1 GFLOP / Parallel Input-Output Systems / AI

Wed Sep 13 05:35:47 PDT 2000

On Tue, 12 Sep 2000, Sahil Rewari wrote:

> Hi,

> Just wanted to know that in order to achieve 1 GFLOP what would the
hardware requirements for a Linux cluster be?

> I am about to begin on making my first cluster for research in mainly
two fields which are parallel input / output systems and the further
development of Artificial Intelligence (AI) systems.

> I stay in Mumbai (INDIA) and am finding it difficult to get likeminded
people to work on these projects. Linux in general is used by very few
people here. The inadequate availability of service and support
professionals and training for Linux probably is the cause to this. My
entire research work is done with the availability of resources on the
Internet and through other people working on such projects. Are there
any other people working on similar projects?
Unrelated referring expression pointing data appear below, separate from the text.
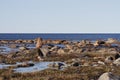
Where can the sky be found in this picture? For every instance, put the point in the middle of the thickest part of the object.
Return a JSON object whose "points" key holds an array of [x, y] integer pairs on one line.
{"points": [[59, 16]]}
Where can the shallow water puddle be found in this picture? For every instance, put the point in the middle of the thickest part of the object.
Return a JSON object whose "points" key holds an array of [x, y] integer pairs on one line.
{"points": [[37, 67]]}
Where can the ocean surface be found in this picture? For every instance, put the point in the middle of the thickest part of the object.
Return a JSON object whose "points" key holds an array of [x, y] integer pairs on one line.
{"points": [[55, 36]]}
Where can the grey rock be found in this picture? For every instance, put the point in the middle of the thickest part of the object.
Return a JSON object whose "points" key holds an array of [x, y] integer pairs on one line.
{"points": [[108, 76]]}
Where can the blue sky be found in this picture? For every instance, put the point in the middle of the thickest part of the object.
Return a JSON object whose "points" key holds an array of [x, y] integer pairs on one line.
{"points": [[59, 16]]}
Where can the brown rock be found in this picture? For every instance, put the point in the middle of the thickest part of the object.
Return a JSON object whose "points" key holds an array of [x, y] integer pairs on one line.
{"points": [[39, 43]]}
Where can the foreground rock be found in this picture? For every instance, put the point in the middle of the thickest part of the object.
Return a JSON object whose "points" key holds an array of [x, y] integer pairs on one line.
{"points": [[108, 76]]}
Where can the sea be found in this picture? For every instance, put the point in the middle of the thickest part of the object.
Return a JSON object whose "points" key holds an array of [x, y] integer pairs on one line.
{"points": [[59, 36]]}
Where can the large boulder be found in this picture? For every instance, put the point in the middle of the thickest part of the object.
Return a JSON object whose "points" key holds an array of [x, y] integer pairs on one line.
{"points": [[108, 76]]}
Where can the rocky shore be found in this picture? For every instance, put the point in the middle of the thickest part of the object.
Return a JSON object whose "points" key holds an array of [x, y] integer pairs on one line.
{"points": [[77, 60]]}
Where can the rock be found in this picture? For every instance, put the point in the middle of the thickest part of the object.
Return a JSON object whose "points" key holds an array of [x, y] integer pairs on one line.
{"points": [[19, 41], [25, 64], [108, 76], [69, 46], [98, 43], [111, 40], [13, 46], [23, 48], [117, 62], [39, 43], [100, 62], [117, 56], [56, 65], [86, 64], [75, 64], [45, 51], [109, 59], [61, 51]]}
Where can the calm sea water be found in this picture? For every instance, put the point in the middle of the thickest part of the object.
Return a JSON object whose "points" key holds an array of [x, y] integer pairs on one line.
{"points": [[13, 36]]}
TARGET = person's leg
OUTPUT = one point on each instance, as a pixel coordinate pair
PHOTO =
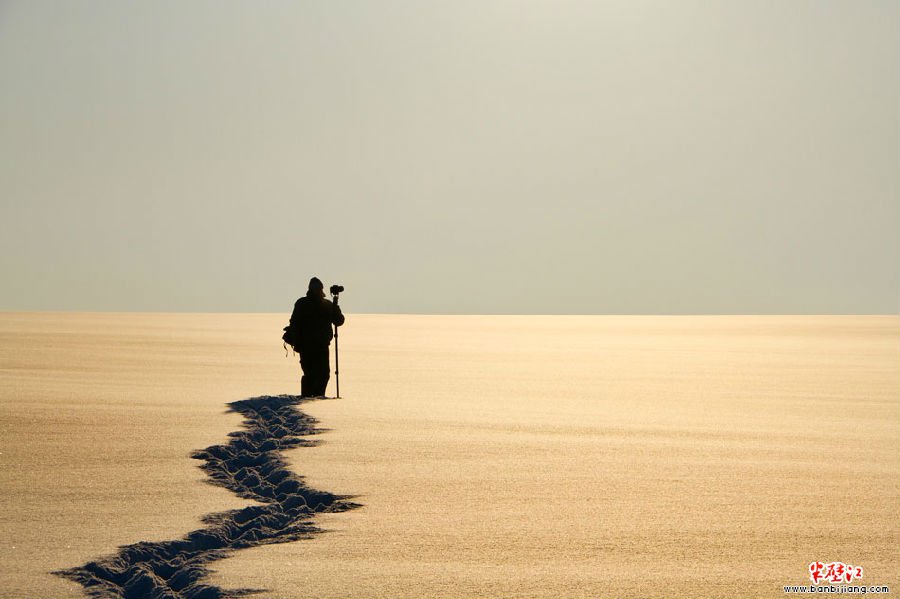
(306, 362)
(316, 371)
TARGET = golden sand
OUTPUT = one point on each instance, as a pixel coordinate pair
(504, 456)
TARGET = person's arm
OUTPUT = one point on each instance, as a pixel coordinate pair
(338, 316)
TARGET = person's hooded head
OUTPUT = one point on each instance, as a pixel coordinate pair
(316, 288)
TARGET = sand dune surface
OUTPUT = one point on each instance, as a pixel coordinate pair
(511, 456)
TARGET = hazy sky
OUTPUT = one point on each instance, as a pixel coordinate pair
(464, 156)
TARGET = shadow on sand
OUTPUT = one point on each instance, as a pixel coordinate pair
(251, 465)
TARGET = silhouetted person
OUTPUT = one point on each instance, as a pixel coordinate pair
(311, 323)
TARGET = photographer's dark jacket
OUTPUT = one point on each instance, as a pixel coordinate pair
(311, 322)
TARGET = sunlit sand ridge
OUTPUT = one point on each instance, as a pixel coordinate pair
(493, 456)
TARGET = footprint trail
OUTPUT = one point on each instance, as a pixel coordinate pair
(250, 465)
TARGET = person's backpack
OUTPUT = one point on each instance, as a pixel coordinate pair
(288, 340)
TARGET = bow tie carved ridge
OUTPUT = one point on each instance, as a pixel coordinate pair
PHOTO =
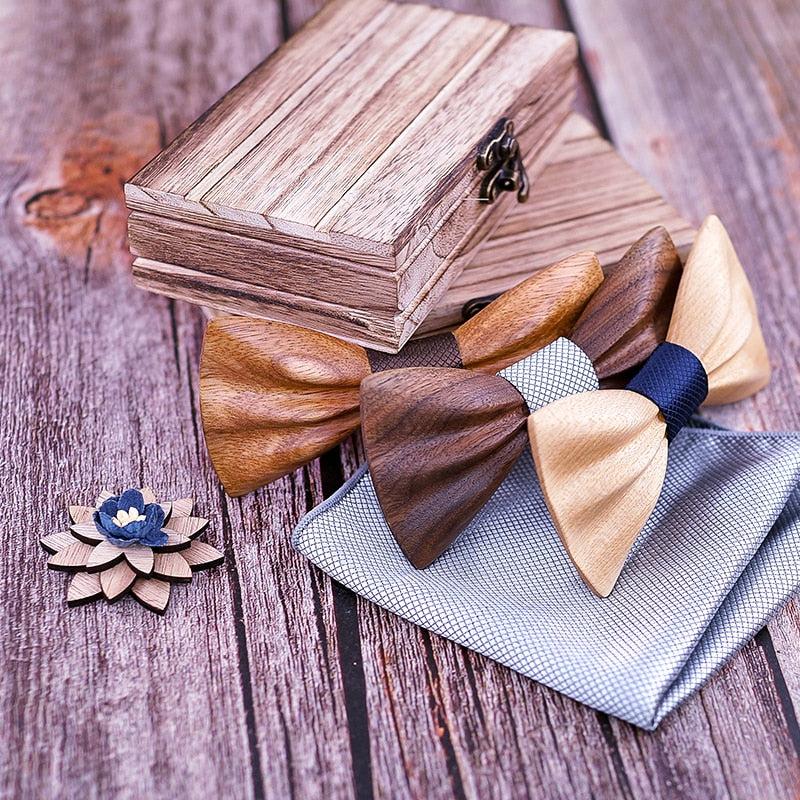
(601, 457)
(439, 442)
(275, 396)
Please do write to me at
nesol at bol.net.in

As Greg already said, this depends strongly on your application and the
design of your cluster.  One answer might be as few as two machines, for
example (and you might be able to get there in one) if the bulk of your
application (the core loop) is tiny and can run entirely in L1 cache on
a (say) 800 or 900 MHz PIII CPU.  On the other hand, if it is big and
highly nonlocal in memory, it might be as many as 25 e.g. 500 MHz
Celeron CPUs, and this is assuming that the application itself is
embarrassingly parallel so the parallel design of the cluster is mostly
irrelevant.

If the application is coarse to medium grained and has some significant
fraction of interprocessor communications (IPC's) during its execution,
then it is probably that you cannot just add up the FLOPS of N cpus to
get N*FLOPS performance.  Indeed, you may well not be able to get to a
GFLOP at all with any number of CPUs with certain beowulf designs.

It sounds like you need to do a bit of reading on parallel program
design and speedup scaling and then run some benchmarks on candidate
systems to come up with a quantitative answer, if this really matters to
you.  On the other hand, if you are just interested in generating a big
number (or a justifiable number:-) for a grant proposal, then by all
means, just add up the MFLOPS for N nodes.  This number will represent a
kind of peak (for embarrassingly parallel or very coarse grained
applications) but is the "best" number your cluster might achieve.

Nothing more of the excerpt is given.